HOUSING COSTS in Finland are fairly reasonable despite a widespread perception of the country as a country of high housing costs, indicates a study conducted by the University of Turku.
While Finns on average spend less than a fifth of their income on housing, less than the average spent by people in other parts of the European Union, the average conceals a pronounced disparity between the costs of tenants and homeowners, according to YLE.
“There is a clear difference based on the tenure status of houses. Tenants in Finland spend a larger share of their income on housing than in other countries,” Hannu Ruonavaara, the author of the study and a professor of sociology at the University of Turku, summarised to the public broadcasting company.
Tenants in the country, the study found, spend an average of 32 per cent of their disposable income on housing, a share that is unmatched elsewhere in the OECD. Homeowners contrastively spend about 15 per cent of their disposable income on mortgage repayments and other types of housing costs.
A population group that stands out particularly is low-income households paying market-based rents.
Nearly a half of low-income households renting from the private sector spent more than 40 per cent of their income on housing in 2018, a percentage that was topped only by their counterparts in the United Kingdom.
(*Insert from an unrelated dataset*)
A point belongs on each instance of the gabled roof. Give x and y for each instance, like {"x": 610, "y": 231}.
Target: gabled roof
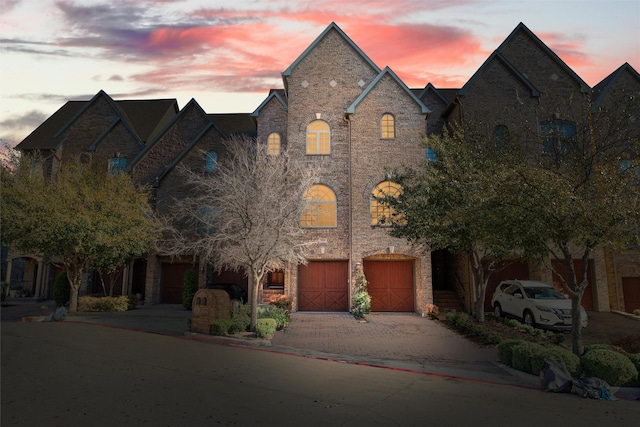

Statistics from Eurostat indicate that 14 per cent of Finns paid market-based rents in 2019, representing an increase of four percentage points from 2010.
Researchers at the University of Turku classified housing costs exceeding 40 per cent of income as excessive.
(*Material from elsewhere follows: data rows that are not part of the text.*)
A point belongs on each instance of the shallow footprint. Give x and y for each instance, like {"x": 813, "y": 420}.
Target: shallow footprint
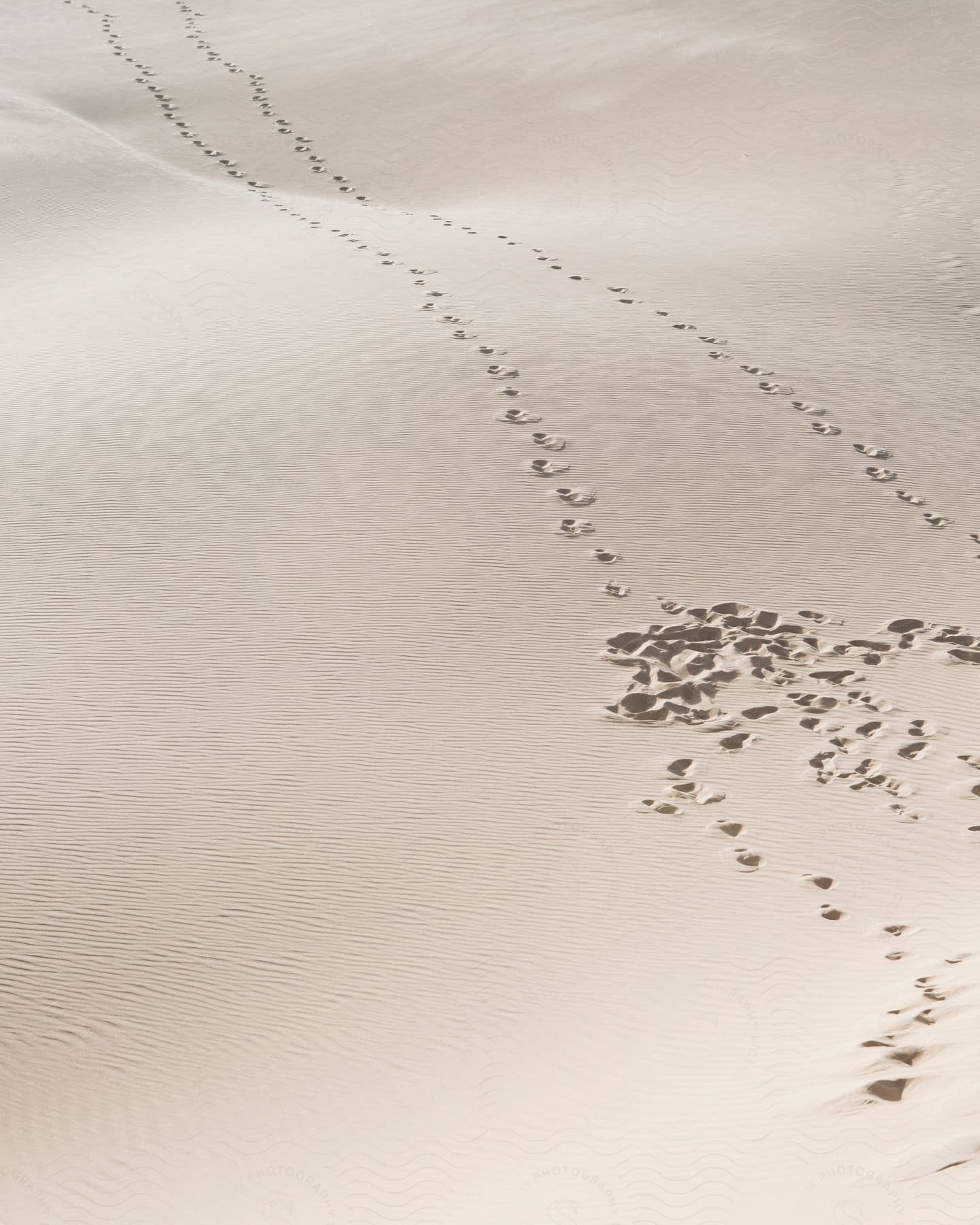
{"x": 516, "y": 416}
{"x": 728, "y": 828}
{"x": 576, "y": 527}
{"x": 576, "y": 496}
YLE in its report reminded that the difference between tenants and homeowners is partly attributable to the fact that, contrary to other parts of Europe, renting is common especially for low-income households in Finland. Although its popularity has increased in the country, the increase has come mostly from the lower end of the income distribution.
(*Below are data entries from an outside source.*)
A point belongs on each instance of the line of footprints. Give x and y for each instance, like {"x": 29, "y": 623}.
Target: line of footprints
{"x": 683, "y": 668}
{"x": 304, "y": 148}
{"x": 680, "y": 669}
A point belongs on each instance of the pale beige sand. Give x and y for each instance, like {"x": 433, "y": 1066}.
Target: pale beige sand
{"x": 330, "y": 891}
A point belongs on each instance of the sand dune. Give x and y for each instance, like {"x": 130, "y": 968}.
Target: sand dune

This is a problem, according to Finnish Tenants.
“The whole system has taken the approach that a flat is a commodity rather than a basic right or home, as it should be from our viewpoint. When only a small number of commodities is produced, the costs are high. The housing policy should place emphasis on making sure everyone can live at a reasonable cost,” stated Anne Viita, the chief operating officer at Finnish Tenants.
Sakari Rokkanen, an economist at the Finnish Landlord Association, reminded that the reason for the high cost of renting is partly historical: the belated start of urbanisation has led to a shortage of housing units in Finnish cities.
“Urbanisation in Finland has been robust in recent years in European comparison. Cities don’t have a large historical housing stock and, with many wanting to move to cities, there’s a lack of available houses,” he said to YLE.